Densho Digital Archive
Manzanar National Historic Site Collection
Title: Masako Murakami Interview
Narrator: Masako Murakami
Interviewer: Larisa Proulx
Location: Los Angeles, California
Date: November 19, 2014
Densho ID: denshovh-mmasako-01-0006

<Begin Segment 6>

LP: Do you remember the transition from Gila to Tule at all? Was it by train or bus?

MM: I think it was by train.

LP: And I don't know if you caught this, from this interview yesterday, talking about the train ride, this person was, like, eleven years old and remembers asking the guard if he could put the shade up. And he remembers counting backwards based of where the train would stop and the clicks of the gate going up and down, "Okay, now we're at this street, now we're at this street."

MM: Really?

LP: But do you recall the presence of the guards or the military, what that was like?

MM: Yeah, I don't remember the transition at all, but I just remember when we went to Tule Lake, the barracks were black. That was a big contrast. And I think we went in August or October, can't remember.

KL: October.

MM: October. So the weather was probably... because in Tule Lake it snowed a lot. And it was cold, we weren't equipped with clothing. My mother used to always sew, I don't know where she got the money to buy fabric, I don't know, but she was always sewing. And I think my father in Gila worked on the farm, which he was not a farmer. And then when we went to Tule Lake, he was a bookkeeper in the canteen. So there was a lot of political things going on there, I'm sure, in the background. Of course, he never talked about it. But my friend's father was murdered, I remember, and she didn't come to school that day. And we found out that he was killed, he was the head of the canteen. And I don't think they ever found anybody. I think there was so much going on in Tule Lake, that all of us didn't know about. And I don't think my father was... although I asked about that years before he died, and he says, "I don't know what happened," but my friend's sister said it's probably an inside job, but they never found anything. I'm sure a lot of that was going on, and there were a lot of factions in camp, the real pro-Japan, the real neutral people, people who stayed, who answered "yes-yes" anyway, and they didn't want to move. In my area, because of the Japanese schools and all that, they were probably all people who came in from other areas. Because my girlfriend's, one of them was in Gila, one was in Rohwer, we came from all over. It was a good existence for me because I made lifelong friends. I still see them and talk to them.
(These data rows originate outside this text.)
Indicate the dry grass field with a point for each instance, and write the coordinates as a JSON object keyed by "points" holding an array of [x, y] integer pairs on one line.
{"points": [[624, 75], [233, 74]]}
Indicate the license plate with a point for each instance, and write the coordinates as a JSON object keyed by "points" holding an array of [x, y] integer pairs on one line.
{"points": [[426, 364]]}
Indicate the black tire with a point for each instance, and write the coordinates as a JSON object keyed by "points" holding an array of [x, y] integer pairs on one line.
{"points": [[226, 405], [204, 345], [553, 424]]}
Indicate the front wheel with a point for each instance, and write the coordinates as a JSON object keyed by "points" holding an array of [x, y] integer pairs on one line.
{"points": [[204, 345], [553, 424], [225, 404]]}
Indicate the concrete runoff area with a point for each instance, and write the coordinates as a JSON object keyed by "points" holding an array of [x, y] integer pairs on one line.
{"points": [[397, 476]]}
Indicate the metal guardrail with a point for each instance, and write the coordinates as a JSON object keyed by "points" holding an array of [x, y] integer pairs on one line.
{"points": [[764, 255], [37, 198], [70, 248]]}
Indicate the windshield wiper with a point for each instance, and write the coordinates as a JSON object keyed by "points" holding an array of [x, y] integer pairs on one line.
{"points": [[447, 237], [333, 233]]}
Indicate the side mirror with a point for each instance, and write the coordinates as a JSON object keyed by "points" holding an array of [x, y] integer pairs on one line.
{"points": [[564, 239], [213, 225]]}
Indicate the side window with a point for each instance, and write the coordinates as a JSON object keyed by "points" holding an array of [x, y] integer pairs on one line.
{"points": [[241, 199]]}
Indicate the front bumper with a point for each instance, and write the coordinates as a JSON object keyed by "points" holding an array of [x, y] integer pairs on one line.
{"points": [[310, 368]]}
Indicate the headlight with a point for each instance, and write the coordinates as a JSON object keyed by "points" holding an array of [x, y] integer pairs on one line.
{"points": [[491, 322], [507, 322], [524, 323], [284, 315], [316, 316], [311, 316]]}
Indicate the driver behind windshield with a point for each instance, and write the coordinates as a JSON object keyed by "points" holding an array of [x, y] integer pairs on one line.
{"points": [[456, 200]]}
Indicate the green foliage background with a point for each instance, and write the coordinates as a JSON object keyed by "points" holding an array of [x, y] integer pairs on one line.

LP: When we were talking earlier about the drills and the marching and stuff like that, was there any schedule or any rhyme or reason to certain things being said or done within those drills? Like for people that have no idea what that might have looked like or what was involved in that?

MM: I think it was real early morning, they would all assemble and bow to the east, and then they would say, "Banzai." And then I remember them running through the camp, around the blocks. Those are the only impressions I had. But I guess those people must have really had pro-Japan classes, because did not, at least I don't recall. We did learn a lot of Japanese history, which I don't think they even teach it in Japan anymore. Because I'd ask people from Japan, "Do you remember this story?" and they said, "No, never learned it." And then we learned the anthem, and we learned a lot of the speeches that we were supposed to recite, I remember that. And to this day, many of the children who went to Japanese school do their multiplication tables in Japanese, because it was so easy to learn that way. I didn't, because I hadn't learned it by then, but my sister does. And so all by singsong rhymes. And math was probably the best thing I learned. Because then after I came out of camp, I probably really had to learn math for about two and a half, three years, because I was so far ahead, because they were so good at teaching it. And then we learned the soroban, the abacus, we used to have races on that. It was a good time for us.
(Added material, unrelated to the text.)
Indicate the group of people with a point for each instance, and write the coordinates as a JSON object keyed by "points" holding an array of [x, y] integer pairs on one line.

LP: What separation was there between cultural preservation and necessarily the politics of the war within school? Did you feel like there were certain schools...
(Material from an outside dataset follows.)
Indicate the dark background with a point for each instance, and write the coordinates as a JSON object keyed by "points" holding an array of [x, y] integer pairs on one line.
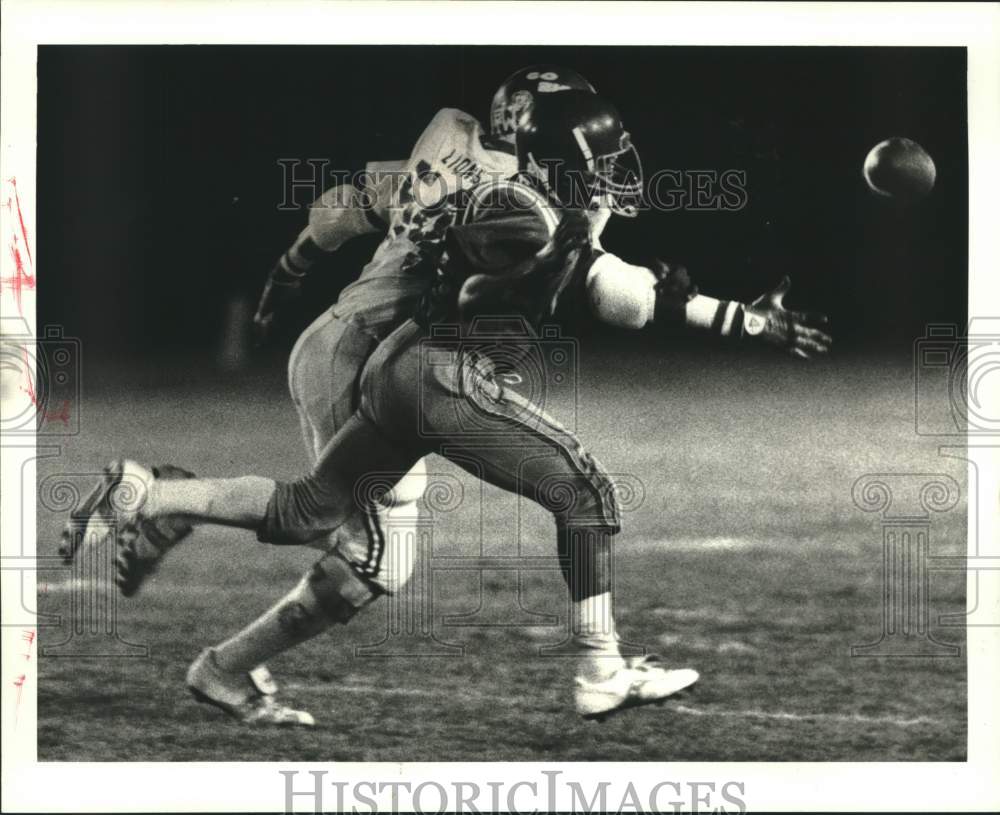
{"points": [[159, 181]]}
MM: No, I don't think so, not at all. I mean, I don't remember any of that, if they were trying to throw us into pro-Japan, I didn't feel that at all. And then the teachers in the regular schools, a lot of them were Japanese recruited from among the people in Tule Lake. And I remember I had a really good teacher who I saw years later after... I saw him at Cal when I went to school, and I recognized him and he recognized me. But he was just out of high school, but he was a good teacher, he actually taught. He became a teacher, I think he taught for about thirty years in high school after that, but he was a really good teacher, and my sister had him, too. So they recruited from the residents who were inmates to become teachers.

LP: What was his name?

MM: Tsukasa Matsueda. He lived in Palo Alto. In fact, I nominated him as one of the teachers that we remember from camp, and we honored the teachers at our museum, Gila dinner one year. He was thrilled, he was a good teacher.